The decision underscores why gun-control advocates are concerned that Supreme Court nominee Brett Kavanaugh’s confirmation could mean a dramatic - and they believe dangerous - tilt against efforts to regulate gun safety.
In a case involving Hawaii and some of the country’s strictest gun laws, the U.S. Court of Appeals for the 9th Circuit recently ruled 2 to 1 that the Constitution protects the right to openly carry a gun in public.
“For better or for worse, the Second Amendment does protect a right to carry a firearm in public for self-defense,” wrote Judge Diarmuid O’Scannlain in a 59-page opinion that hinges largely on the use of the word “bear” in the Second Amendment. By contrast, the state’s interest in limiting the public display of weapons was given short shrift.
Hawaii is likely to appeal to the larger appeals court, which has a more liberal tilt than the panel, composed of three judges named by Republican presidents. Two years ago, the court overturned a 2-to-1 opinion, also written by O’Scannlain, and found that the Second Amendment does not include a right to carry concealed guns in public. However the 9th Circuit rules on the related question of open carry, legal observers expect the matter, about which several appeals courts have disagreed, to end up at the Supreme Court.
The justices in recent years have shied away from cases involving gun restrictions. But the retirement of Justice Anthony Kennedy could usher in a new willingness to take on issues left unanswered by the 2008 District of Columbia v. Heller decision- and to strike down reasonable gun regulations. Disturbingly, Kavanaugh, breaking from two other Republican appointees in a follow-on case to Heller, adopted the extreme position - rejected by other courts that have examined the issue - that the District could not prohibit military-style assault weapons.
That’s concerning. While the lack of clarity from the court on gun issues in recent years has been frustrating, even more troubling would be an interpretation of the Constitution that backs away from the admonition that the right guaranteed by the Second Amendment, like other constitutional provisions, is not unlimited.
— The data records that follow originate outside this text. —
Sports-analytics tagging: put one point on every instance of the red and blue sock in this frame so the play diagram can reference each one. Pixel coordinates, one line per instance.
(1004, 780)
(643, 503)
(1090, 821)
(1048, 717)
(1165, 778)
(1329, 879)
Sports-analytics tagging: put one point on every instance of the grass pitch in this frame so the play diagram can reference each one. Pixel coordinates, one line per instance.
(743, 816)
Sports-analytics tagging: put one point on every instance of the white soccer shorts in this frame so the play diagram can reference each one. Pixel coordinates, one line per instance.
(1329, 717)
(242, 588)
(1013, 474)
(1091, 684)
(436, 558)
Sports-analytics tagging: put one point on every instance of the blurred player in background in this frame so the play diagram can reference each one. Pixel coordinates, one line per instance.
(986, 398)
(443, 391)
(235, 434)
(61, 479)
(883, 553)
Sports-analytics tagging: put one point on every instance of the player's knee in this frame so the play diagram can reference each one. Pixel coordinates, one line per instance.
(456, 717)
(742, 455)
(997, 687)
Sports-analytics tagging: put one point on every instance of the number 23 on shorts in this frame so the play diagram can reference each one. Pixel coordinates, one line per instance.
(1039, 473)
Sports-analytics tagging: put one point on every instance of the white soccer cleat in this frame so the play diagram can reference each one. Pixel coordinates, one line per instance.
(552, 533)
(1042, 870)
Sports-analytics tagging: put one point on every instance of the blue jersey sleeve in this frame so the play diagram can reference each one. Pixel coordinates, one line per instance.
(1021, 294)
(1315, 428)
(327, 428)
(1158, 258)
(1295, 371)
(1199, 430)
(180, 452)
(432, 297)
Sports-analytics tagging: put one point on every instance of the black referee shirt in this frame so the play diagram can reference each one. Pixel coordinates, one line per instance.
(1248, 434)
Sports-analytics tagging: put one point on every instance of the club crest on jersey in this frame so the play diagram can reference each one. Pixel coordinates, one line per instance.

As Justice Antonin Scalia advised in 2008, the Constitution does not provide “a right to keep and carry any weapon whatsoever in any manner whatsoever and for whatever purpose.”
Those words, along with Kavanaugh’s dissent on assault weapons, should serve as a basis for the Senate to use the nominee’s confirmation hearings to find out where he stands on open carry, as well as on other laws aimed at curtailing gun violence.